LOS ANGELES (CNS) – A jury awarded $3 million in punitive damages to a man whose son was stabbed to death in 2011 by a fellow psychiatric patient at a Sun Valley Hospital, bringing the plaintiff’s damages to $5.7 million.
Jerry L. Romansky, then 27, of Glendale fatally attacked his roommate, Dean J. Camacho, at the Behavioral Health Unit at Pacifica Hospital of the Valley on June 19, 2011, according to testimony in the Los Angeles Superior Court trial.
Romansky heard voices that commanded him to kill himself and to kill others, said plaintiff Joseph Camacho’s attorney, John Marcin.
Marcin said Dean Camacho, who was 48 at the time, was incompatible with Romansky and that it was too dangerous to place the two in the same room.
Joseph Camacho, 79, of Stockton, sued the hospital for negligence in June 2012. The jury awarded him $2.7 million in compensatory damages and found the medical staff knew of Romansky’s violent tendencies and acted in conscious disregard for Dean Camacho’s safety.
The brief trial phase on punitive damages resulted in the award of $3 million.
An attendant who was supposed to check on Camacho every 165 minutes found him dead in the bathroom after being stabbed numerous times with a weapon made from a metal bracket removed from a toilet fixture, Marcin said.
Dean Camacho was nearly decapitated, Marcin said.
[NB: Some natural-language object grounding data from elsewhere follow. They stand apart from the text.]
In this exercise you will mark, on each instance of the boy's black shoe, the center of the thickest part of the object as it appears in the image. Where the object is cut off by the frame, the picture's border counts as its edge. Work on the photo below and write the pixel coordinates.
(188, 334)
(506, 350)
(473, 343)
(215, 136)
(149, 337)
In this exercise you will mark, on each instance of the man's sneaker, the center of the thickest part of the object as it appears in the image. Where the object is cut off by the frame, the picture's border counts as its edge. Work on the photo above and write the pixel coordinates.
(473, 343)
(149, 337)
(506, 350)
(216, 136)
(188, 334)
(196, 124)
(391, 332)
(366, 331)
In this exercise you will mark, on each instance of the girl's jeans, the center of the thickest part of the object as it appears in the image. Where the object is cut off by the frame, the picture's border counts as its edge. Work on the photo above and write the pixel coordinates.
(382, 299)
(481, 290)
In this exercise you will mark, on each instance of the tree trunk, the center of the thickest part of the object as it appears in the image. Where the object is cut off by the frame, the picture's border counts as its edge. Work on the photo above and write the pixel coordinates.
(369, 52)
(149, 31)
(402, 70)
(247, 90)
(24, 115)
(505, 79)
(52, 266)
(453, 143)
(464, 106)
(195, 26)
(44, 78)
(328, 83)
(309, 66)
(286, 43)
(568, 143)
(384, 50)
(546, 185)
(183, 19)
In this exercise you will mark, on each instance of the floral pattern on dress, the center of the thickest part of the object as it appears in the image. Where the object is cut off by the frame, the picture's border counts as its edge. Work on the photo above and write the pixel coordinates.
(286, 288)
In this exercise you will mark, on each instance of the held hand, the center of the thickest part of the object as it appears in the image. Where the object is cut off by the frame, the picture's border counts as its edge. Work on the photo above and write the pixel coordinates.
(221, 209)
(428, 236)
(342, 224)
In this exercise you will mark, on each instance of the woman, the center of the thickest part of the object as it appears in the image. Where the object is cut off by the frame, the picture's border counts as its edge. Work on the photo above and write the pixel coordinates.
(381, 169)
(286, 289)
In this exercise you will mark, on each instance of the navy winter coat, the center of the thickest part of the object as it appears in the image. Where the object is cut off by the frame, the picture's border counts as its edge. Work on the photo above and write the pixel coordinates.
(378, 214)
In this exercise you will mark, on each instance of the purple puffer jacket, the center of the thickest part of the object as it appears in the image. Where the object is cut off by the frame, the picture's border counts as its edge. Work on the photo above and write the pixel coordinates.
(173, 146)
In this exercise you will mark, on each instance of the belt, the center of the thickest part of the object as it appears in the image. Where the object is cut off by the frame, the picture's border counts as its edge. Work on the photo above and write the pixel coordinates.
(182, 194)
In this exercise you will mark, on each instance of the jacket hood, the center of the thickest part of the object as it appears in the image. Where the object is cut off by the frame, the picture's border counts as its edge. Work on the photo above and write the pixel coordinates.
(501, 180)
The brackets have since been ordered removed from all the bathrooms in the ward but should never have been there, Marcin said.
Marcin said the two were not properly monitored, and the person assigned that night may have been overwhelmed by the number of patients he was supposed to watch.
Marcin’s court papers state that Romansky had a history of mental illness and was on probation at the time for a 2008 stabbing. Also, Romansky was previously hospitalized at Pacifica Hospital in March 2010 after kicking out the window of a police vehicle and trying to choke a patient with a towel, Marcin’s court papers state.
Marcin praised his client, saying he was a self-made businessman who made the long journey from Northern California regularly to visit his son at the hospital before he was killed.
Attorneys for the hospital maintained their client was not responsible for Dean Camacho’s death and that the attack on him was not foreseeable.